Max Payne 3 is The Godfather 3 of videogames. Made a significant amount of time after an acclaimed, self-contained duology, about an old man trying to cling on for dear life. But unlike the Godfather which kept its main cast and the director, the only real similarity with the previous Max Payne games is James McCaffrey. It’s been Rockstar-ified, which isn’t necessarily a bad thing. I’m not criticising the game on the principle that it’s vastly different from its predecessors, but I do kinda miss the unique style and writing of the Remedy ones. At times it’s hard to even compare the games as part of the same franchise.

Firstly, the cutscenes. Unfortunately unskippable. There are a lot of them (probably to hide loading zones) and I found the effects very obnoxious. Instead of a graphic novel, we have TV glitch effects and double vision every 5 seconds (hardly exaggerating), freeze frames and comic-panel transitions.

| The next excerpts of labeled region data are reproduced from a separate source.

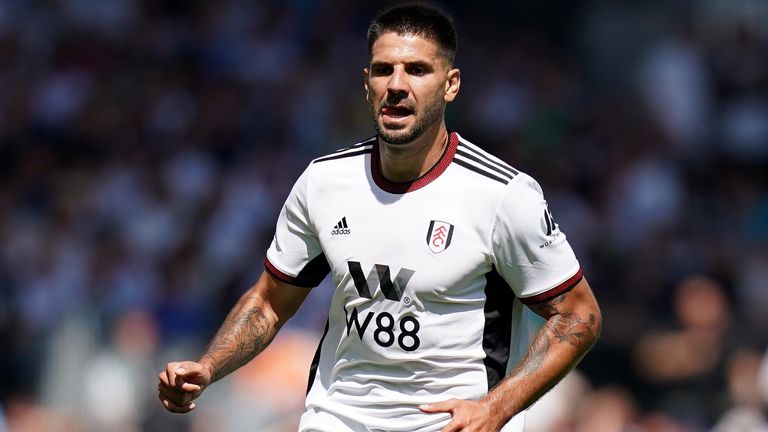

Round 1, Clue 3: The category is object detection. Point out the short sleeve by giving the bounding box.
[492,173,582,304]
[264,168,330,288]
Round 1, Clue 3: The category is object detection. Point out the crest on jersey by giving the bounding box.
[427,220,453,253]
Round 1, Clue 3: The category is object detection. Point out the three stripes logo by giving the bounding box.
[542,208,558,236]
[331,216,352,235]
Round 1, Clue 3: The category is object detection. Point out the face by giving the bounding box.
[364,32,459,144]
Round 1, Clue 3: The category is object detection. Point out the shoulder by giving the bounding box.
[453,134,521,185]
[310,135,376,166]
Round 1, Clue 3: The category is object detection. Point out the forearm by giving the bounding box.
[485,282,602,420]
[199,290,279,382]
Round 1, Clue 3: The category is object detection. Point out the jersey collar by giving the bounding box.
[371,132,459,194]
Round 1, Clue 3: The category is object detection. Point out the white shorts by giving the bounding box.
[299,408,525,432]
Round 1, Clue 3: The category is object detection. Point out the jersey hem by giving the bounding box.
[520,269,584,305]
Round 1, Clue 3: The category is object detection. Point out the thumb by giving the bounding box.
[174,363,208,391]
[419,399,456,414]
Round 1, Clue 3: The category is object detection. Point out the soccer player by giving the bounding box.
[159,6,601,432]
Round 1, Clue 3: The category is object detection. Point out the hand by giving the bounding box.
[157,361,211,413]
[419,399,505,432]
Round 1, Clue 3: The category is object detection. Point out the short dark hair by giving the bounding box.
[368,3,458,65]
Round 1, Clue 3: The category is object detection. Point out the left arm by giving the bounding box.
[420,278,602,432]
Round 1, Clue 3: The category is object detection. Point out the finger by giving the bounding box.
[165,362,179,386]
[419,399,457,414]
[440,420,464,432]
[174,362,207,384]
[157,371,170,385]
[157,384,202,405]
[160,396,197,414]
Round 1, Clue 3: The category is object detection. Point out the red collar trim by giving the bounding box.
[371,132,459,194]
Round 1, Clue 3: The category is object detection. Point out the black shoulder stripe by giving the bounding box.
[456,148,514,180]
[334,136,376,153]
[459,142,520,177]
[312,148,371,163]
[453,158,509,184]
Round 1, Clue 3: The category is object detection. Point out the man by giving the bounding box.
[159,6,601,432]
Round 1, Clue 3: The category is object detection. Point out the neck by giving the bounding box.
[379,122,448,183]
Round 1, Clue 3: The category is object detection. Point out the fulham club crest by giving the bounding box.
[427,220,453,253]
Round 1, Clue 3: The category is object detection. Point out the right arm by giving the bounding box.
[158,272,310,413]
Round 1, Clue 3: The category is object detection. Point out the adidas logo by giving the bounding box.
[331,216,352,235]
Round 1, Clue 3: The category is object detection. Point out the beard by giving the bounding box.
[369,95,445,144]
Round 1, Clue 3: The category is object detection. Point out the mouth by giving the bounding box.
[381,106,413,121]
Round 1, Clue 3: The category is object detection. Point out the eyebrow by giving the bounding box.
[371,60,435,70]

By the fifth mission I was predicting every time BIG WORDS appeared on the screen when somebody said SOMETHING WEIGHTY. You can like or dislike them, but I’ve already seen Natural Born Killers so it drove me kinda nuts. The dialogue is mixed. At its best it’s a mix between Remedy and Rockstar humour. At its worse its “poor bastard had no one to reboot his system” and “I really needed to get moving” when you're trying to find golden gun parts. In a single cutscene you are treated to more swear words and slurs than the entirety of the first two games.

The story itself is a lot of Payne running around without much of a strong reason other than “I had to find someone because…well because earlier I had to find someone else who died and so now I need to find their brother's wife’s sister”. It did lose me at times when it was bouncing back and forth between flashbacks of minimal relevance (although their inclusion was nice) and the “find person E” structure of the Brazil narrative.

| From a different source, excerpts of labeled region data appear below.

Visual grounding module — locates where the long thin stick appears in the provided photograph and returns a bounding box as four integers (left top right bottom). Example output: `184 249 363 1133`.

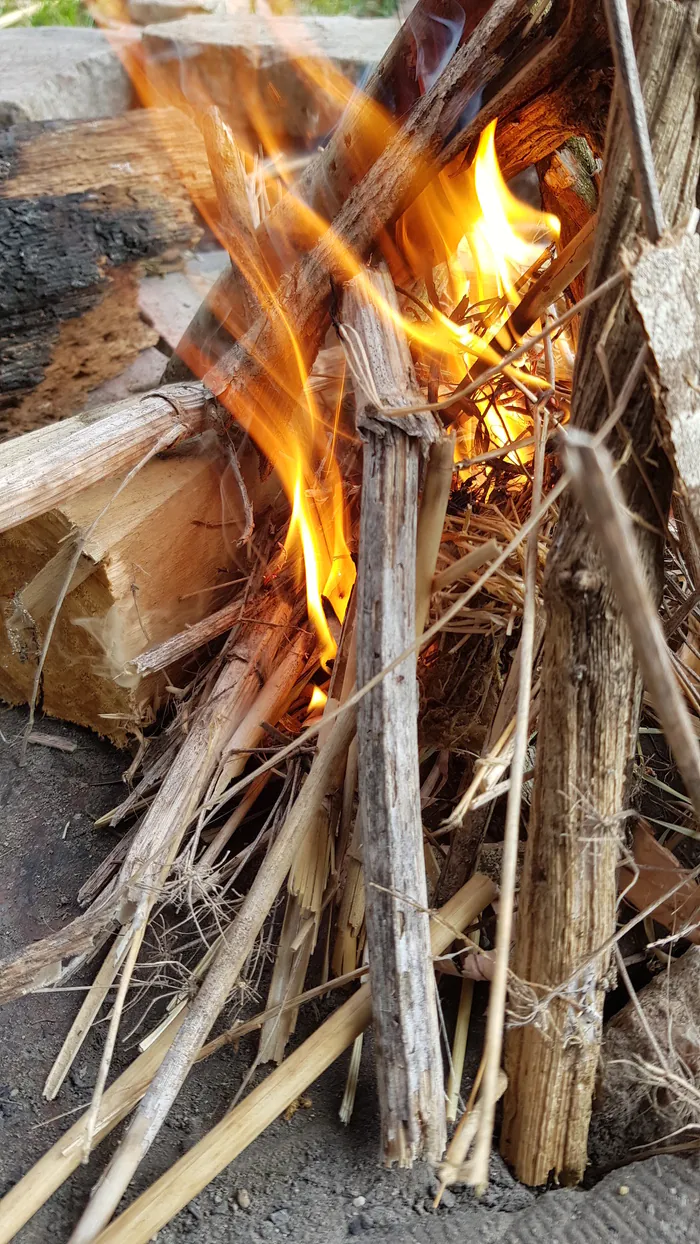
341 266 442 1166
0 384 214 531
471 408 547 1194
604 0 665 243
98 876 495 1244
566 428 700 820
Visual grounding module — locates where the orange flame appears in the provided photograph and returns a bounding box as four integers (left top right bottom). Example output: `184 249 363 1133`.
308 687 328 717
104 0 558 651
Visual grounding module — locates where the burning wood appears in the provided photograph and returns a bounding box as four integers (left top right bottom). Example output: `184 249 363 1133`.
0 0 700 1244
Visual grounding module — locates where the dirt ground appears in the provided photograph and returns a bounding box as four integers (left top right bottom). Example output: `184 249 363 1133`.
0 709 700 1244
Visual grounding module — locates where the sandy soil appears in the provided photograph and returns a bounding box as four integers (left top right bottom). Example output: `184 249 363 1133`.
0 710 700 1244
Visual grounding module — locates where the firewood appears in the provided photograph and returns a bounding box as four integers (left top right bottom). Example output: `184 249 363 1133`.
164 0 608 382
0 877 496 1244
0 384 214 531
501 0 700 1184
629 231 700 532
342 269 445 1166
0 108 216 434
0 595 291 1001
90 877 495 1244
71 697 354 1244
537 138 599 311
0 433 245 746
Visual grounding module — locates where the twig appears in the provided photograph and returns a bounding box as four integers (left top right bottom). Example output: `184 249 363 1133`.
415 434 455 636
604 0 665 243
566 428 700 820
470 408 547 1194
446 929 481 1123
71 713 354 1244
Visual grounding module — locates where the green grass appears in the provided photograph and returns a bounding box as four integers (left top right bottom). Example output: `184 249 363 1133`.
0 0 94 26
0 0 387 26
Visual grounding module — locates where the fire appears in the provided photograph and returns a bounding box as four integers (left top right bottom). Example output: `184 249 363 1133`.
308 687 328 717
103 7 558 661
466 121 560 305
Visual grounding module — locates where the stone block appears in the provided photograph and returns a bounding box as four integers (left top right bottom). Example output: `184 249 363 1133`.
0 26 138 127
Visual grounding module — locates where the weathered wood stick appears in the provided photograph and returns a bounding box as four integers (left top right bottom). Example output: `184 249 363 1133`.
0 383 215 531
415 435 455 636
170 0 609 396
342 267 445 1166
0 597 291 1003
98 876 496 1244
0 877 496 1244
564 428 700 821
129 601 245 678
501 0 700 1184
71 712 354 1244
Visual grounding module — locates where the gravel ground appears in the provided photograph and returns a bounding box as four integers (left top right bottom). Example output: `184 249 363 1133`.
0 709 700 1244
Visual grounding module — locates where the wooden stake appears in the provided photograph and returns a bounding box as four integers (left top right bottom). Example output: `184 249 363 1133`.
501 0 700 1184
0 384 214 531
566 428 700 821
98 876 496 1244
342 267 445 1166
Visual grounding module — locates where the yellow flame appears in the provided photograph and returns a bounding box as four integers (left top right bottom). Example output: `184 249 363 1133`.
112 7 566 664
308 687 328 717
469 121 560 302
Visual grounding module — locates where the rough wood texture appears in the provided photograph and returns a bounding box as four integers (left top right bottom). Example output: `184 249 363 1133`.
0 384 215 531
343 269 445 1166
630 234 700 530
501 0 700 1184
0 877 496 1244
0 109 216 432
0 448 239 746
164 0 608 381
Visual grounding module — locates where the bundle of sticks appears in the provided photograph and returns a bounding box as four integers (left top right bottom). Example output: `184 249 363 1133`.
0 0 700 1244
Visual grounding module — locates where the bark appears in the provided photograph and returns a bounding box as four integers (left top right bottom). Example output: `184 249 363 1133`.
501 0 700 1184
0 108 215 433
343 269 445 1166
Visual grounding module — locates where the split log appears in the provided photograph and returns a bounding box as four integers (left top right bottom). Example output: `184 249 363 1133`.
0 109 216 433
0 384 215 531
0 877 496 1244
164 0 609 382
501 0 700 1184
0 438 245 746
342 269 445 1166
0 592 291 1003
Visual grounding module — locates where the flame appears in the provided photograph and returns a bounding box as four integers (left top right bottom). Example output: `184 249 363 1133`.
102 7 566 651
308 687 328 717
467 121 560 304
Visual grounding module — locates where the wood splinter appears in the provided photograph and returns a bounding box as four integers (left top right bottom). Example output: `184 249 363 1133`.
341 267 445 1166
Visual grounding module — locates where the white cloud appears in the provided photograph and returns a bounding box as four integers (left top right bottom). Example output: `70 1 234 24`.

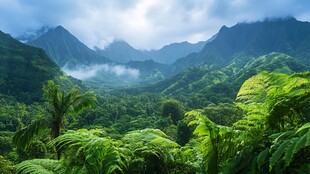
0 0 310 49
63 64 140 80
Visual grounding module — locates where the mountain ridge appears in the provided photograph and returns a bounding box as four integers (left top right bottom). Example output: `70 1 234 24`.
27 26 111 68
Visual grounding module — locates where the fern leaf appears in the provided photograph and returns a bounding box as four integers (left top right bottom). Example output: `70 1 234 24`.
269 140 291 171
16 159 62 174
296 123 310 134
284 138 299 167
257 148 269 169
293 134 308 154
12 119 48 150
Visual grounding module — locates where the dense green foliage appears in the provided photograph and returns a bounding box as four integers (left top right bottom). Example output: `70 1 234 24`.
0 19 310 174
0 72 310 173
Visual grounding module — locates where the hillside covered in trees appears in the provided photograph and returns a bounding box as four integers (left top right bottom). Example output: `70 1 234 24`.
0 18 310 174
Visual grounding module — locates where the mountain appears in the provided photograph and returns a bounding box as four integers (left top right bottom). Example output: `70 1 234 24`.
143 41 208 64
27 26 111 68
0 31 85 103
96 38 207 64
95 40 150 63
173 18 310 73
127 52 310 108
16 26 52 43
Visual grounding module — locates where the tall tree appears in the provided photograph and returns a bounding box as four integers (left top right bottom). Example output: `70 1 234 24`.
13 80 97 159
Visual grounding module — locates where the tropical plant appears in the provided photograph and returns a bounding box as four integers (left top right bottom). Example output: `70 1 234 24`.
187 111 239 173
13 80 97 159
16 159 64 174
257 123 310 173
49 129 128 174
122 129 179 173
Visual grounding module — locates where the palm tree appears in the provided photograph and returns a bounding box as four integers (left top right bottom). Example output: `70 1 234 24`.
13 80 97 159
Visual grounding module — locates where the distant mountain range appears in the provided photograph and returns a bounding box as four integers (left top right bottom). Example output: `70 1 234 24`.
127 18 310 102
0 31 85 103
27 26 111 69
13 18 310 94
173 18 310 72
96 40 207 64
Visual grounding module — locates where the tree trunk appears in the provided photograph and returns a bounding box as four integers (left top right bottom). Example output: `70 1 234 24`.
52 120 62 160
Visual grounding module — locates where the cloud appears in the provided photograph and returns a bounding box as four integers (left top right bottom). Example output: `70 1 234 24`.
0 0 310 49
63 64 140 80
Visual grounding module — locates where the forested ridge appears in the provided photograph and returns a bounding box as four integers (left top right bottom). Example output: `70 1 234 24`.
0 19 310 174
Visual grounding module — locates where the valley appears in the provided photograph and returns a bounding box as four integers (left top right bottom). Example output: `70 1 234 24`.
0 17 310 174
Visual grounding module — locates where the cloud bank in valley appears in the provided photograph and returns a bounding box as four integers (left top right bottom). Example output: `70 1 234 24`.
63 64 140 80
0 0 310 49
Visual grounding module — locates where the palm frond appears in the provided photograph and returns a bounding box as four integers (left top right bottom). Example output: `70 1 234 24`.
12 119 48 150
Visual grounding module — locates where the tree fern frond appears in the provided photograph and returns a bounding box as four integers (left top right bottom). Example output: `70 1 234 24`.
12 119 48 150
257 148 269 169
284 138 299 167
293 131 310 154
269 140 291 171
269 130 295 143
16 159 64 174
296 123 310 134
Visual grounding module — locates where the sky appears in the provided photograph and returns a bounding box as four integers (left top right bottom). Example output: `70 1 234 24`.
0 0 310 50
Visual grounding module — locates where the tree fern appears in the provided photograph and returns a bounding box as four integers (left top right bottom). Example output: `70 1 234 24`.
256 148 269 169
16 159 64 174
12 119 48 150
49 130 126 174
257 123 310 171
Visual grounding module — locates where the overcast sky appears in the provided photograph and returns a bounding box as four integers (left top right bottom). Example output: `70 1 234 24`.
0 0 310 49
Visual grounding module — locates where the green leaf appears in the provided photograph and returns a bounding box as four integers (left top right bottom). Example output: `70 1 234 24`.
257 147 269 169
269 140 291 171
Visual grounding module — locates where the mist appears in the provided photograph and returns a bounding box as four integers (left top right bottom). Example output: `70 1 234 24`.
63 64 140 80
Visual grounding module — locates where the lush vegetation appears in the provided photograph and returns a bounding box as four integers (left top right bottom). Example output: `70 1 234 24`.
0 19 310 174
0 72 310 173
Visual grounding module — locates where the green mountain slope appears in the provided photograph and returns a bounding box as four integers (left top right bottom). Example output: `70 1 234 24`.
28 26 110 68
173 18 310 72
129 52 310 104
143 39 207 64
95 40 151 63
0 31 85 103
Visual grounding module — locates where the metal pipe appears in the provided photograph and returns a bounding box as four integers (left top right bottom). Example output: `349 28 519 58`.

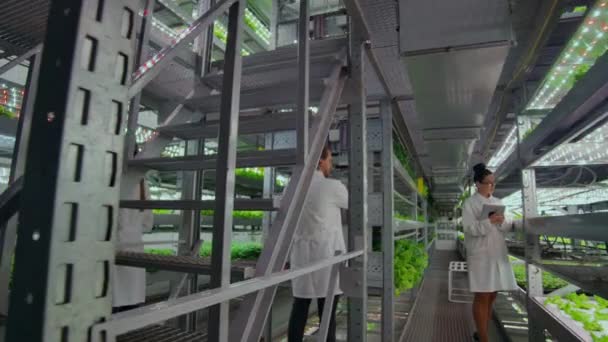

In terms of gameplay, this is surprisingly brutal. I don’t know the last time that a ‘Normal’ difficulty kicked my ass this much. Every single bullet that hits you does like half of your health. Enemies will be shooting at you from 5 miles away with insane accuracy, basically anytime you’re out of cover you’re 3 hits away from death. Not even bullet time can protect you that much. Enemies themselves will take dozens of bullets to the body and only reliably die from headshots, which can be really hard to pull off when there are 6 enemies on the other side of the room and 5 seconds of exposure is vitally dangerous. I never actively consumed painkillers, instead I auto-used them through “Last Man Standing” over 100 times.
Max Payne 3 gives much less painkillers and ammo, and every time anything happens you always lose your heavy weapon (this is just a personal annoyance). Scripted slo-mo sequences are cool, although the original games felt more like you were crafting your own cinematic moments rather than letting the game pick for you. Finding clues, collectibles and the “grinds” are something I will never bother to complete, definitely the most generic feature of this game. Generally, I much preferred 1 and 2’s combat - quicksaving and all - to the cover-dependent, low-health fest of 3.

Overall, Max Payne 3 is a game where I can acknowledge its strengths while knowing I probably won’t pick it up again.